That’s Not Us by screenwriter/director William C. Sullivan has previously screen at Inside Out (Ottawa LGBT film festival), Outfest (Los Angeles LGBT film festival), ImageOut (Rochester LGBTQ film festival), and Frameline (San Francisco LGBT film festival), so it is coming in with some street cred. Sullivan has taken a simple story of three couples heading off to an island for a late summer beach house weekend and made it into a realistic examination of different kinds of relationships – heterosexual, lesbian and gay. What is really enjoyable about the film is that nothing is made of the “different” types of relationships; it all seems normal.
This is a film filled with accessible characters and has a pleasingly natural feel about it. Because, as you know, a film of this sort could have come off as a Friends rip-off with plenty of silly comedy and unrelatable situations. Instead this film really focuses on the humans involved and how they are dealing with the different challenges their relationships are facing.
On one of the last summerlike weekends in September a group of twentysomething friends from New York City decide to spend it at a beach house on Fire Island. The house in a gated community belongs to Jackie’s (Nicole Pursell – Nick & Norah’s Infinite Playlist) aunt. Jackie has not been there since she was 6. After a little hiccup finding the place and getting inside the three couples settle in. Liz (Elizabeth Gray – first film) and Dougie (Tommy Nelms) have sex right away which seems to bother Jackie. Her girlfriend Alex (Sarah Wharton – Jane Wants a Boyfriend), who is also Liz’s sister, is less bothered as she realizes the couple is still in the honeymoon phase. A few moments later Jackie discovers that Alex has brought a rainbow coloured dildo on the trip and is noticeably disturbed by it. James (Mark Berger – first film) and Spencer (David Rysdahl – first feature film) live together. There is some tension between the two because Spencer has been accepted to grad school in Chicago.
Each couple has its issues. Being away from the city and the distractions of everyday life seems to bring these problems right to the surface. Each of the couples is going to have plenty of frank discussions about sex and their relationships. Are the couples unhappy and headed from breakups or are they all just facing normal bumps in the road?
The realism of the film comes from the fact that it was shot quickly over 8 days and almost entirely improvisational as there was really no script just an outline of what Sullivan wanted. The actors all do a good job with some tricky scenes.
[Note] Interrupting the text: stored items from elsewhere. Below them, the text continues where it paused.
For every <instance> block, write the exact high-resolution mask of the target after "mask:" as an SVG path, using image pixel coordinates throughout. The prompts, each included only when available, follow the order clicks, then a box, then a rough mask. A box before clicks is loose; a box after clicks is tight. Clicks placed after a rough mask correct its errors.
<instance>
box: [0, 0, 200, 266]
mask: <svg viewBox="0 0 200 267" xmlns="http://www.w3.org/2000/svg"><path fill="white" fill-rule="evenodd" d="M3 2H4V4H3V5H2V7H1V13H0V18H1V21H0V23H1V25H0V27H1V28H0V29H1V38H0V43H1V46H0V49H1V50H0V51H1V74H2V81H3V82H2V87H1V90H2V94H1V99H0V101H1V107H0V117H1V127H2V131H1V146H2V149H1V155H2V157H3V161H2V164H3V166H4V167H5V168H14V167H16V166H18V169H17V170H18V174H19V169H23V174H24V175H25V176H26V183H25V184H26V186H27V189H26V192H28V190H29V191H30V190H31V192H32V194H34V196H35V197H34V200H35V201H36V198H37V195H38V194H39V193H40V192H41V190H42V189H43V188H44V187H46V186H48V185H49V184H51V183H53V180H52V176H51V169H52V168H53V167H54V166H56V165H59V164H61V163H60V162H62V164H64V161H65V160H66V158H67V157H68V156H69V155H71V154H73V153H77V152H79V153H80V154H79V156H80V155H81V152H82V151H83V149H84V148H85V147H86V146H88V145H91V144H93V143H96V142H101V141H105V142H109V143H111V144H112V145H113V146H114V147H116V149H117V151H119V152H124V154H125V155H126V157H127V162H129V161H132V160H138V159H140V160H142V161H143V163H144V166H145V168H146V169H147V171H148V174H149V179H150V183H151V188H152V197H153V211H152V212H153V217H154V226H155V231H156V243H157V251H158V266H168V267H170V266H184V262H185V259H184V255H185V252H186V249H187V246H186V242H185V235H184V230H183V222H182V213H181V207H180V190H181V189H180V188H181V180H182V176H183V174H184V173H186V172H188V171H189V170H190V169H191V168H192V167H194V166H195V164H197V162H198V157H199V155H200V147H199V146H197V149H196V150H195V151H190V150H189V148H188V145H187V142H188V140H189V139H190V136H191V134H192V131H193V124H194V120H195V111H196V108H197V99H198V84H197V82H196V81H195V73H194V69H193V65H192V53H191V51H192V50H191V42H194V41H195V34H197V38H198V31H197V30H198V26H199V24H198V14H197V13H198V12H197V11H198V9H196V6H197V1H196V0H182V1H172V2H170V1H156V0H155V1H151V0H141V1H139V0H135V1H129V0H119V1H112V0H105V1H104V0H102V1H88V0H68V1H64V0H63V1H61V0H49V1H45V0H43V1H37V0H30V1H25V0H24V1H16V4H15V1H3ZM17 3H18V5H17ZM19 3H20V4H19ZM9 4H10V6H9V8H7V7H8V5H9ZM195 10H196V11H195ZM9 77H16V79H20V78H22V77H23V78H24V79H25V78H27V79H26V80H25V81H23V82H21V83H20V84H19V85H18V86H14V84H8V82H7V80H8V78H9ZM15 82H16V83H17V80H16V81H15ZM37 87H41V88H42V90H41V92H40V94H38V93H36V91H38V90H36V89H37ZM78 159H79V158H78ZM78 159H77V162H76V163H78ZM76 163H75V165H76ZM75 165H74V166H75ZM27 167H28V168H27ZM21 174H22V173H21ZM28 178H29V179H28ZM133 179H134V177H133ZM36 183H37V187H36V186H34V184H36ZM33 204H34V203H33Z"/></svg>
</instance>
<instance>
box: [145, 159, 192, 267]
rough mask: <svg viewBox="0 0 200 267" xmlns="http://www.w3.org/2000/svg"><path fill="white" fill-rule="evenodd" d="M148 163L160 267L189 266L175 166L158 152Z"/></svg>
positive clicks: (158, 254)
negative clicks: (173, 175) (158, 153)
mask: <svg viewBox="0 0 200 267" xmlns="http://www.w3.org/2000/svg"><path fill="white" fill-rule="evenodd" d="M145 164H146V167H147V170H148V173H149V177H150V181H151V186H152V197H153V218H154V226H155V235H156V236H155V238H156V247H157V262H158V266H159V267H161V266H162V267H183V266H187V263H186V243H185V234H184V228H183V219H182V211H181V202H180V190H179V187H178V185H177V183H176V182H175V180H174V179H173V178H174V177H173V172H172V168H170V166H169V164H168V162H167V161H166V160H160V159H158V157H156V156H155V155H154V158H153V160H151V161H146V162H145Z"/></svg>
Love and relationships are looked at from a rather different point of view here. It shows that no matter what gender or sexuality relationships are tricky things that involve plenty of struggles to keep alive. Rarely is long term relationships looked at with such depth. We usually only get the beginnings of relationships or the end never the middle part which is in many ways the hardest part.
Despite the fact that each of the three couples is in love their relationships are still rocky. Several of the multitudes of reasons for trouble in relationships are looked at. Communication, which is sometimes so difficult for humans, is the only way to get out of these problems even if what is said is “I don’t know”. Each member of the couples discovers that telling the other how they are feeling is really not that scary and problems seem smaller when communication is open.